GEORGETOWN, TEXAS - As the Coast Guard continues to search for an aircraft in the Gulf of Mexico that was supposed to land at the Georgetown Municipal Airport Wednesday night, friends of the pilot are continuing the rescue mission in his honor.
The pilot was identified as Bill Kinsinger, 55, of Oklahoma City. He was a volunteer for the organization Pilots N Paws, which helps rescue animals nationwide.
Kinsinger was headed to Texas to pick up an 11-year-old husky dog, who has been surrendered in Edinburg, Texas, to the Palm Valley Animal Center. He planned to take the dog back to Oklahoma City, where the dog would then be transferred to Las Vegas for rehabilitation.
We're working with heavy hearts but still hoping #PNP #Pilot Dr. Bill Kinsinger will be found alive. His plane was last seen over the Gulf of Mexico while flying from OKC to TX to pick up a rescue dog. The coast guard is searching for Bill. We need all your prayers! @bethostern pic.twitter.com/H3MRGNJ5kO— Pilots N Paws (@PilotsNPaws) January 5, 2018
Thursday evening, friends transported the dog, named Masaru, to Oklahoma City in Kinsinger's honor.
Justin Blackburn was one of those pilots.
“I kind of felt like we had already committed to it, we needed to do it, especially under the circumstances, in Bill’s honor and memory. We don’t know what happened, but we wanted to do this to kind of remember him and get the dog to a safe place," said Blackburn.
Blackburn planned to transport the dog later in the week, but said Kinsinger volunteered.
“In Bill’s always volunteering happy way ... they had a vet tech in Oklahoma City who could see the dog, so he agreed to come down yesterday and pick up the dog and take it to Oklahoma City,” said Blackburn.
According to Blackburn, they had met up a few times to transfer dogs through the program. He described Kinsinger as charismatic.
"Super funny, gregarious. I just remember him being really happy and fun to talk to and a good guy,” said Blackburn.
He couldn't believe when he heard what happened.
“Just what a terrible situation, I mean I’m not going to speculate, I can guess a few things that are just purely guesses, but anytime you’re out over a huge body of water in a single engine plane and you have limited fuel, that’s a tough scenario to have a happy ending to," said Blackburn.
Instead of landing in Georgetown Wednesday night, according to the FAA, the plane continued on the same course and didn’t answer air traffic control instructions.
According to the FAA, the Cirrus S22T aircraft left the Wiley Post Airport in Oklahoma City Wednesday afternoon. By Wednesday evening, the Coast Guard got a report saying the pilot was unresponsive, likely due to lack of oxygen. The Naval Air Station in New Orleans sent a crew to look for the plane. They apparently saw the pilot slouched over.
Thursday, the Coast Guard said the plane was last seen about 118 nautical miles north of the Yucatan Peninsula.
The Georgetown Municipal Airport manager told KVUE they never had contact with the pilot, saying they usually don’t hear from a pilot until they’re ready to land at the facility.

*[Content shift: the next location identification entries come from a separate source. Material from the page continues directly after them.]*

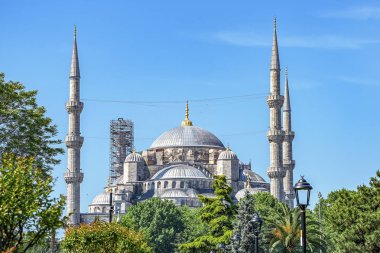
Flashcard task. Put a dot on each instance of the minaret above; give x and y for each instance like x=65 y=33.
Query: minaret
x=275 y=134
x=74 y=141
x=287 y=146
x=187 y=121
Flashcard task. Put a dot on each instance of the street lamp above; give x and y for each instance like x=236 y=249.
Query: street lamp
x=257 y=222
x=236 y=241
x=302 y=190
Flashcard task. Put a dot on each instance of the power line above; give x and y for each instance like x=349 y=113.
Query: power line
x=202 y=100
x=152 y=138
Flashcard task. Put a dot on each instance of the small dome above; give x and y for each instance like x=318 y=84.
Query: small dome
x=119 y=180
x=227 y=155
x=180 y=171
x=101 y=199
x=244 y=192
x=134 y=158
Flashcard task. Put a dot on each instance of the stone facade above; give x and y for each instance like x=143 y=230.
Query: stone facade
x=181 y=162
x=74 y=176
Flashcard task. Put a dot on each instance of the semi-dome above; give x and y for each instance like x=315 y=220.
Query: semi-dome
x=179 y=193
x=187 y=136
x=101 y=199
x=179 y=171
x=253 y=176
x=244 y=192
x=134 y=157
x=227 y=155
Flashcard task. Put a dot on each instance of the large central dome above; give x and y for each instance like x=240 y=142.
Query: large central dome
x=187 y=136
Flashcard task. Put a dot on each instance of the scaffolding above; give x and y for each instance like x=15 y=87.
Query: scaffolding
x=121 y=144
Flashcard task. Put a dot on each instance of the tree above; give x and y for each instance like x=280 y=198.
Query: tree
x=285 y=232
x=27 y=212
x=24 y=128
x=352 y=218
x=218 y=213
x=101 y=237
x=159 y=220
x=193 y=225
x=243 y=226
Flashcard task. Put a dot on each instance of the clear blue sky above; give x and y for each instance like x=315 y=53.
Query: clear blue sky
x=178 y=50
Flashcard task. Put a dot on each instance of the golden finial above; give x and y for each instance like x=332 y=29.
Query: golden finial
x=109 y=184
x=186 y=121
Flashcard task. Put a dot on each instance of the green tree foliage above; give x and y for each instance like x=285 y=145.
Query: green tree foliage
x=159 y=220
x=27 y=212
x=24 y=128
x=243 y=226
x=194 y=227
x=218 y=213
x=284 y=231
x=101 y=237
x=352 y=218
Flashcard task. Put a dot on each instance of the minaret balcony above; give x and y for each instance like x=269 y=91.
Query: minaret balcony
x=73 y=177
x=275 y=101
x=73 y=141
x=288 y=164
x=276 y=172
x=288 y=136
x=74 y=106
x=275 y=136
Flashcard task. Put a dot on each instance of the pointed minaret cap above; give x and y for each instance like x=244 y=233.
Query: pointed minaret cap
x=275 y=61
x=286 y=93
x=187 y=121
x=74 y=70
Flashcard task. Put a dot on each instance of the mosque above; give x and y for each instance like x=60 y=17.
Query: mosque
x=181 y=162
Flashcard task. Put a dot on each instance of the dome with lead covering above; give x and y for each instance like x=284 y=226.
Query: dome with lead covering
x=179 y=193
x=187 y=136
x=246 y=191
x=227 y=155
x=134 y=157
x=179 y=171
x=253 y=176
x=101 y=199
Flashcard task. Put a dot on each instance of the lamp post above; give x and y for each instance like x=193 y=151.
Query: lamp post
x=320 y=218
x=257 y=222
x=302 y=190
x=236 y=240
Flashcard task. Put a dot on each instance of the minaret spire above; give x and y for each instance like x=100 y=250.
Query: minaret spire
x=74 y=71
x=275 y=134
x=287 y=147
x=74 y=141
x=275 y=61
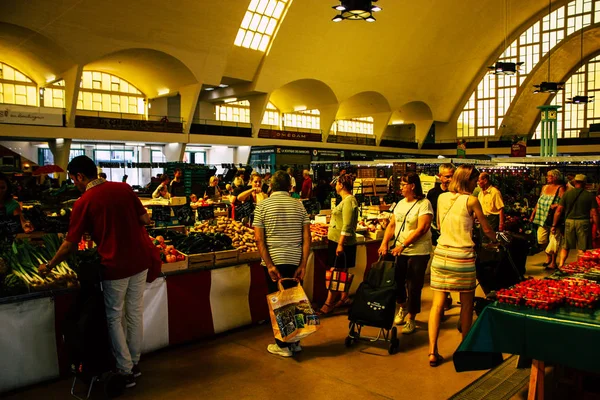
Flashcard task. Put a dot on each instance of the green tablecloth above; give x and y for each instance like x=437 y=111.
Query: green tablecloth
x=566 y=336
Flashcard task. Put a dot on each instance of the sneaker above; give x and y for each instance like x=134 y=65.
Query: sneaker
x=400 y=317
x=295 y=347
x=136 y=371
x=409 y=327
x=278 y=351
x=129 y=380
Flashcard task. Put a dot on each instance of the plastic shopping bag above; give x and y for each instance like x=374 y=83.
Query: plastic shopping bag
x=292 y=316
x=554 y=244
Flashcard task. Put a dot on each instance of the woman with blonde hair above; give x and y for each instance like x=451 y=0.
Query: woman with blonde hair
x=549 y=199
x=453 y=264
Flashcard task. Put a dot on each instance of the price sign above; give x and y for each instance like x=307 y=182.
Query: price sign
x=162 y=214
x=207 y=212
x=244 y=210
x=185 y=215
x=312 y=206
x=9 y=227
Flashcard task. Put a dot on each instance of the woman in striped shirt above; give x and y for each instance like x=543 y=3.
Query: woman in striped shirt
x=453 y=264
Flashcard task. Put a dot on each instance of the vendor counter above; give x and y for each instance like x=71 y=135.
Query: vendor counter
x=180 y=307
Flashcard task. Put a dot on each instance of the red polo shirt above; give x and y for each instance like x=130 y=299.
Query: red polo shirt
x=110 y=213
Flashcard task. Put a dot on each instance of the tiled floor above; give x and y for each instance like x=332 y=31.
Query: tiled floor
x=237 y=365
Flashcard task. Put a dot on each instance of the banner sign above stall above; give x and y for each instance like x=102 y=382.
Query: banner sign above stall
x=288 y=135
x=283 y=150
x=30 y=116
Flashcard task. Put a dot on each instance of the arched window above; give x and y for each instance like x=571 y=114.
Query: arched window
x=53 y=95
x=272 y=116
x=100 y=91
x=572 y=118
x=309 y=119
x=487 y=106
x=235 y=111
x=362 y=125
x=16 y=88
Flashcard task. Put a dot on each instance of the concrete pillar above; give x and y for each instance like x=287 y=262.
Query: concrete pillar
x=189 y=99
x=258 y=105
x=380 y=123
x=60 y=149
x=328 y=114
x=174 y=151
x=72 y=79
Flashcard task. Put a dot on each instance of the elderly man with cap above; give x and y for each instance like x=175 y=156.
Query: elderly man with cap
x=491 y=202
x=577 y=205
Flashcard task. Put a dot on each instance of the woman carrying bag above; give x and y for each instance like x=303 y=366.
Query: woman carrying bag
x=342 y=240
x=543 y=213
x=412 y=247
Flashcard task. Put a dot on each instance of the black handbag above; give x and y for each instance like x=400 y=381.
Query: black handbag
x=375 y=300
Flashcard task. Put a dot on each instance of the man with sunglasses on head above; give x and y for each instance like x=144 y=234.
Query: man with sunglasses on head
x=446 y=172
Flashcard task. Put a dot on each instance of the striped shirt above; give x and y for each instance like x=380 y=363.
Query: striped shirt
x=283 y=219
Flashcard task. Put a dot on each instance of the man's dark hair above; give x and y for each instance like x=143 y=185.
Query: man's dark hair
x=83 y=165
x=281 y=182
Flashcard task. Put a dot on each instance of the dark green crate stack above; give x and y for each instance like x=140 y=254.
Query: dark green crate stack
x=195 y=177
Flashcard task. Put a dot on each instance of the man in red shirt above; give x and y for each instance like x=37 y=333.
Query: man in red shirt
x=114 y=217
x=306 y=185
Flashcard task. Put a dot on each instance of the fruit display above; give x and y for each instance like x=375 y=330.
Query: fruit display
x=168 y=252
x=242 y=237
x=546 y=294
x=318 y=232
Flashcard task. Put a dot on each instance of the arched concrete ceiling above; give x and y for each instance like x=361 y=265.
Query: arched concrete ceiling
x=363 y=105
x=411 y=112
x=303 y=93
x=523 y=115
x=31 y=53
x=429 y=51
x=149 y=70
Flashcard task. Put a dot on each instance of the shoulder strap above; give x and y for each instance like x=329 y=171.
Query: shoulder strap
x=573 y=205
x=448 y=212
x=403 y=223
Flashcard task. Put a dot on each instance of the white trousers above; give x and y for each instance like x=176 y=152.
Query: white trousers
x=126 y=339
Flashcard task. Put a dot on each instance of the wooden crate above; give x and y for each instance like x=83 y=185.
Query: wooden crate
x=249 y=256
x=204 y=260
x=226 y=257
x=176 y=266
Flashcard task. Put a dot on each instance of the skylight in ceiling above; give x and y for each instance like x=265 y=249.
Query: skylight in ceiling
x=260 y=23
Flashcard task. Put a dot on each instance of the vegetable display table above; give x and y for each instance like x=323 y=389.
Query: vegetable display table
x=564 y=336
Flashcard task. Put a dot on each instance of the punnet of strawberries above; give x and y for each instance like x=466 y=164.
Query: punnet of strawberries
x=546 y=294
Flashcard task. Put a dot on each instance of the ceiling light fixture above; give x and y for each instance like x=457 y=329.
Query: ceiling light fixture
x=549 y=86
x=356 y=10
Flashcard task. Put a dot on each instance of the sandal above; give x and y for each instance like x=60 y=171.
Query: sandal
x=326 y=309
x=343 y=303
x=438 y=360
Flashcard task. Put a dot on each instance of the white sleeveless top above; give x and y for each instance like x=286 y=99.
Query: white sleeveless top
x=456 y=222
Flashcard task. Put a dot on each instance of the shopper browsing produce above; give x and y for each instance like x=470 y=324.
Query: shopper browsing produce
x=547 y=203
x=114 y=217
x=341 y=235
x=491 y=202
x=9 y=206
x=162 y=191
x=409 y=230
x=577 y=207
x=282 y=232
x=453 y=264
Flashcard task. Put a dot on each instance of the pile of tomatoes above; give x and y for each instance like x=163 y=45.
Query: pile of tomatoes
x=546 y=294
x=168 y=253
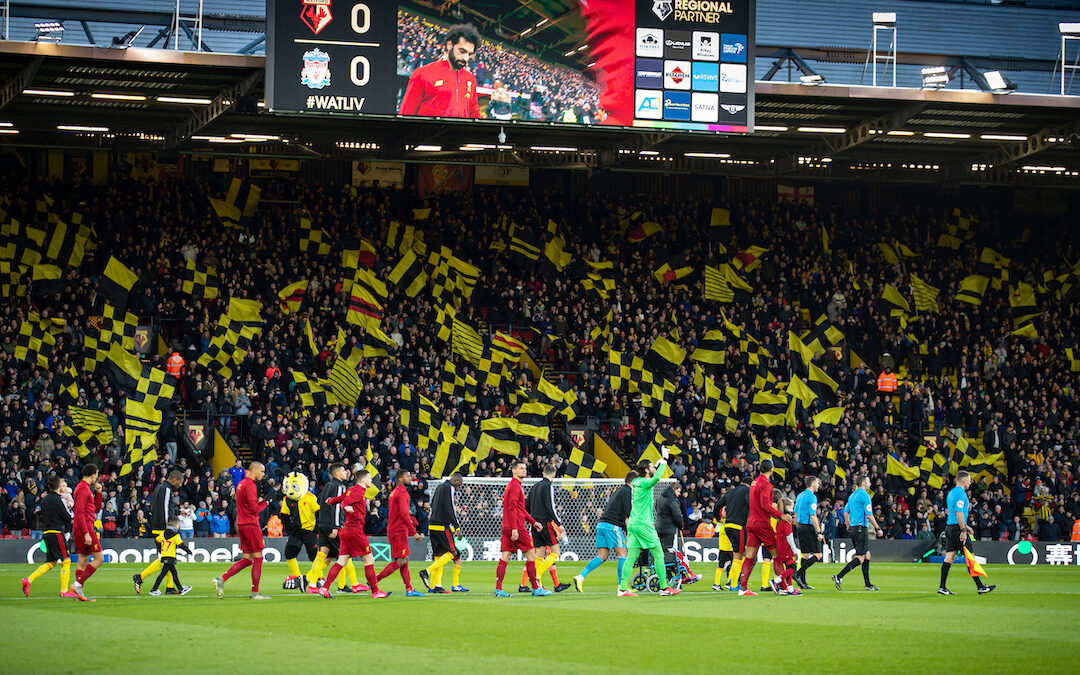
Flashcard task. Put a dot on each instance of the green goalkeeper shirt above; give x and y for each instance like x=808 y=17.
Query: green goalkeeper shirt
x=640 y=511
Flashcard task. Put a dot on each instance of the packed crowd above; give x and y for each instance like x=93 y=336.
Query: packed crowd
x=1016 y=394
x=545 y=92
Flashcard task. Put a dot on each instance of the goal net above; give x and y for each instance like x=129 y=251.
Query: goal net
x=579 y=502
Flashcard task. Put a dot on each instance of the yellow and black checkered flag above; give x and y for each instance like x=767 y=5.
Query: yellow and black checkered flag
x=292 y=296
x=67 y=386
x=142 y=422
x=926 y=296
x=343 y=380
x=312 y=394
x=66 y=246
x=582 y=466
x=117 y=282
x=313 y=239
x=458 y=385
x=200 y=281
x=35 y=342
x=88 y=430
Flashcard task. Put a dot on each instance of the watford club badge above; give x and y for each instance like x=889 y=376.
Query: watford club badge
x=316 y=14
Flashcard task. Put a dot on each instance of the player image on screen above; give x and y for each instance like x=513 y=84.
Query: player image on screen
x=511 y=83
x=446 y=88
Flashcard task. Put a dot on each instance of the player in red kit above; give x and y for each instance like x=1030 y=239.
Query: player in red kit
x=352 y=541
x=759 y=530
x=515 y=531
x=88 y=502
x=399 y=529
x=445 y=88
x=248 y=507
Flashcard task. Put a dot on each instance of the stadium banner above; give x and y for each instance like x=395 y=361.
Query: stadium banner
x=517 y=176
x=579 y=548
x=680 y=65
x=439 y=178
x=367 y=174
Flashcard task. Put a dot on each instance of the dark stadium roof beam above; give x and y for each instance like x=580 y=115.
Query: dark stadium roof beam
x=221 y=104
x=15 y=85
x=1008 y=153
x=866 y=130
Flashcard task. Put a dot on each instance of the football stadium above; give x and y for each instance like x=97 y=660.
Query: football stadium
x=585 y=335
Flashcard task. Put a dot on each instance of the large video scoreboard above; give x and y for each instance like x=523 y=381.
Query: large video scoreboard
x=684 y=65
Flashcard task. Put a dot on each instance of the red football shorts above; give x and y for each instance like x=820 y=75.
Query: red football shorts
x=80 y=543
x=760 y=536
x=251 y=538
x=353 y=542
x=524 y=540
x=399 y=545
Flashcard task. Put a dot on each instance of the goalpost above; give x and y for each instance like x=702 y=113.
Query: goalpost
x=579 y=502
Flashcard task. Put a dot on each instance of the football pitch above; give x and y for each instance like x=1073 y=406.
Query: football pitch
x=1030 y=622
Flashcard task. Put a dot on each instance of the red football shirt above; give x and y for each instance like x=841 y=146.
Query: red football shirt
x=437 y=90
x=248 y=504
x=88 y=502
x=514 y=514
x=401 y=522
x=760 y=502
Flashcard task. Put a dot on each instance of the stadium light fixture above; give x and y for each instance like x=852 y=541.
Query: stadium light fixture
x=934 y=77
x=998 y=82
x=49 y=31
x=191 y=100
x=553 y=149
x=108 y=96
x=46 y=92
x=953 y=135
x=886 y=19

According to Anchors Up Rescue Group, the husky will be transported to them in Las Vegas for rehabilitation.
Vice President Gia Fowler said they will now spend about $10,000 to rehabilitate the dog, saying he has problems walking, heart worms and matted fur.
Dawn Coleman has been fostering the husky since New Year's Eve and said Kinsinger has been crucial in getting these dogs the help they need.
“He has just been an amazing, unbelievable person in this entire rescue community. Everyone just talks about he’s the most kind hearted, sweetest, most generous person,” said Coleman. “He’s made this entire group possible. If it wasn't for pilots like him, you know, picking these dogs up and transporting them, it would just be near impossible to travel on the group with them for hours and hours especially in this kind of condition.”
She called Kinsinger larger than life.
“We just want to honor him, and all those pilots who put so much into, you know, moving these dogs around and helping them and giving them a new chance at life," said Coleman.
According to the organization Pilots N Paws, Kinsinger volunteered with them since July 2014.
Executive Director Kate Quinn said he stood out because he was always the first one to step up to provide emergency transport.
"Rescuing animals is Bill's passion," said Quinn. "He's always very upbeat and positive. Very empathetic to everyone he volunteered with encouraging us to “save some more.”
She said Kinsinger previously emailed her saying “I am having a great time with PNP. I just signed up in mid July and I have already flown six missions. I Love dogs and hate that so many are mistreated or neglected. As long as you have the need, I'll keep flying.”
According to Quinn, Kinsinger oftentimes would fly a mission each week.